Il passo divenne certamente un’importante via di comunicazione tra lo Stato della Serenissima e la Valtellina, dominata dai Grigioni dal 1512 e per oltre due secoli. Numerosi furono i Grosini che emigrarono in cerca di lavoro nelle città venete e ne conseguirono interessanti scambi commerciali e culturali.
Durante la seconda guerra mondiale fu teatro di battaglie tra i partigiani e le truppe tedesche in ritirata verso la Germania.

Un po’ di geografia
La strada – mulattiera e per lo più sterrata fino agli anni ’90 – è ora tutta asfaltata e sempre chiusa durante il periodo invernale.
Il Mortirolo iniziò infatti la sua notorietà a livello mondiale nel 1990, allorquando fu inserito nel circuito del Giro d’Italia.
Chi proviene in auto dal bresciano o dal Trentino raggiunge l’alta Valtellina, scegliendo normalmente il passo dell’Aprica, poichè più agevole e sicuro.
Chi in estate desidera anche gustarsi paesaggi incantevoli tra pascoli, boschi e maggenghi, risparmiando qualche km (per i navigatori satellitari è il percorso più breve), può optare per il Mortirolo (m 1852), facendo attenzione ai numerosi ciclisti che si possono incontrare.

Il Passo si raggiunge da tre diversi versanti:
1• da nord, versante valtellinese:
* da Mazzo di Valtellina (bivio sulla ss 38 dello Stelvio)
* da Grosio ( bivio sulla ss 38 dello Stelvio)
2• da sud, versante Val Camonica, passando per Monno (bivio sulla ss 42 del Tonale e della Mendola, a breve distanza da Edolo
3• da ovest, partendo dall’Aprica (ss 39) attraverso Trivigno

Curiosità per bikers e cicloamatori
Il Mortirolo, a causa delle pendenze molto accentuate e costanti nel suo versante settentrionale, è oggi considerato una delle salite più ardue d’Europa.
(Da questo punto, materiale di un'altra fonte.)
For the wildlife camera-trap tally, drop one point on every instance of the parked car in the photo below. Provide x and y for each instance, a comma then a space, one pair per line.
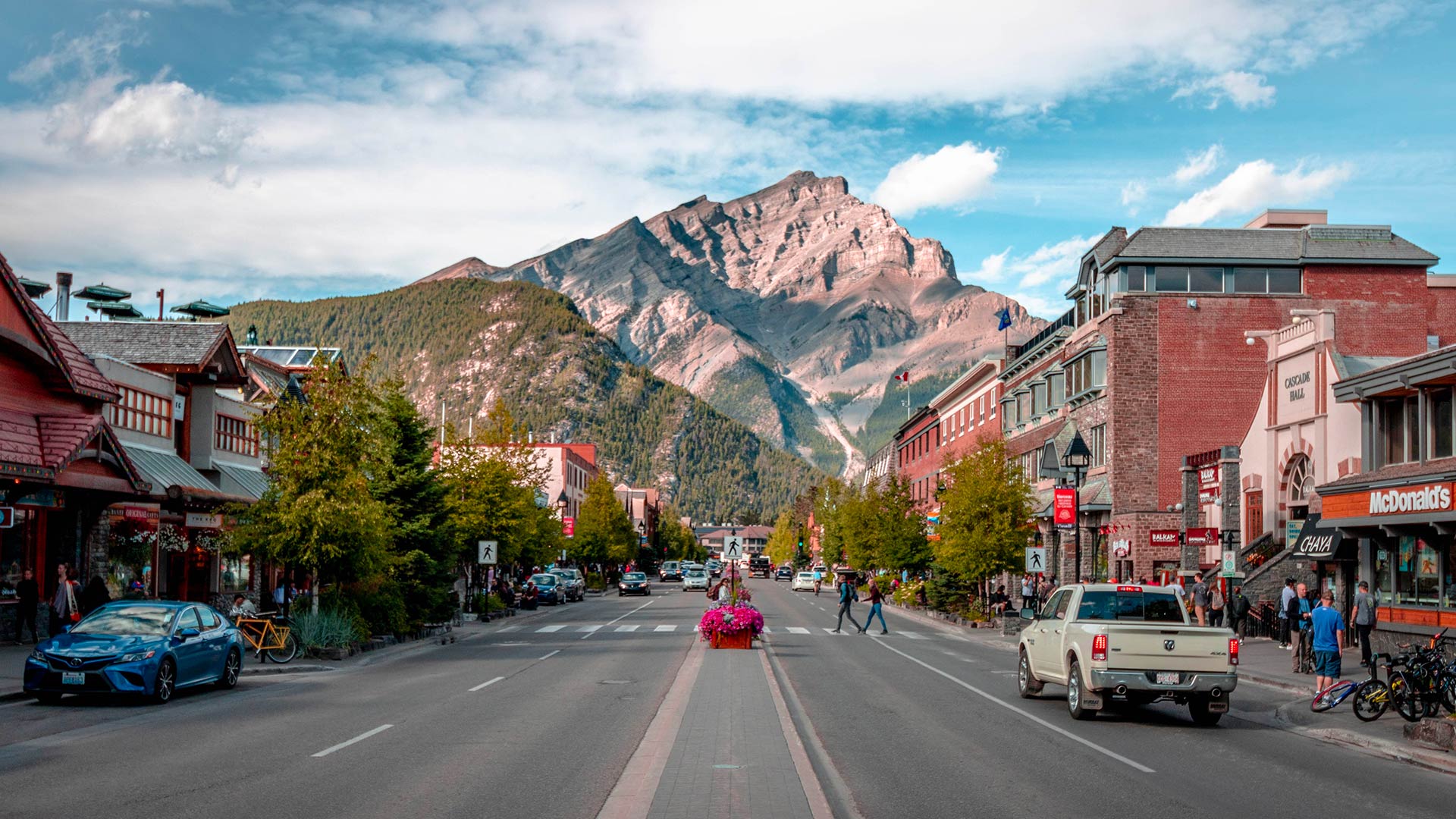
549, 589
574, 583
147, 648
634, 583
1131, 643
E’ nel circuito del Giro d’Italia ed è méta di molti cicloamatori che si cimentano nella difficile scalata.
Tra le numerose imprese entrate nella leggenda del ciclismo è sempre un’emozione ricordare la fuga solitaria dell’allora emergente Marco Pantani (1994), che staccò quotati avversari, come Miguel Indurain, Evgeni Berzin e l’amico Claudio Chiappucci.
Il versante nord, con inizio a Mazzo di Valtellina (552 s/m), presenta una lunghezza di circa 12,5 km per un dislivello di 1300 m., la pendenza media è superiore al 10% e vi sono diversi tratti con punte fino al 18%; tra il terzo e il nono chilometro le pendenze non scendono mai sotto l’11%, salvo addolcirsi solo negli ultimi chilometri.
I migliori professionisti lo percorrono in meno di 45′ (Ivan Gotti, che detiene il record, impiegò 42’40” nel Giro del 1996 e 43’10” nel Giro del 1997).
Il versante nord, con inizio a Grosio (656 s/m), fa risparmiare 100 m di dislivello; la pendenza media è inferiore al 10% e la strada è più larga.
Il versante camuno, più facile anche se più lungo, misura 17,2 km, parte da quota 699 m. ed ha una pendenza media del 6,7%. Si parte da Edolo e per il primo tratto di salita si segue la statale della Val Camonica per poi svoltare per Monno (1066 s/m), dove inizia la vera salita di 11,2 chilometri; vi sono alcuni tornanti abbastanza impegnativi ma poi la salita è regolare (circa al 6/7%) fino al quattordicesimo chilometro, dove c’è addirittura un breve falsopiano. Il tratto più duro è in prossimità del sedicesimo chilometro, a quota 1720 m., con più di 500 m. sopra il 10%. Da questo versante il Giro salì una sola volta, nel 1990 (la prima in assoluto sul Mortirolo) e vide transitare per primo sul passo Leonardo Sierra, che poi vinse anche la tappa che si concluse all’Aprica, con partenza da Moena.
Nel maggio del 2006, al km 8 della salita da Mazzo, in località “Piaz de l’acqua”, fu posata una scultura, realizzata da Alberto Pasqual, in memoria di Marco Pantani. Il campione romagnolo è raffigurato durante uno scatto, con le mani basse sul manubrio, voltato a scrutare gli avversari. Sempre nel 2006 il Giro d’Italia regalò grandi emozioni al passaggio in vetta al Mortirolo (versante di Mazzo di Valtellina) del vincitore di quel Giro Ivan Basso con a ruota Gilberto Simoni.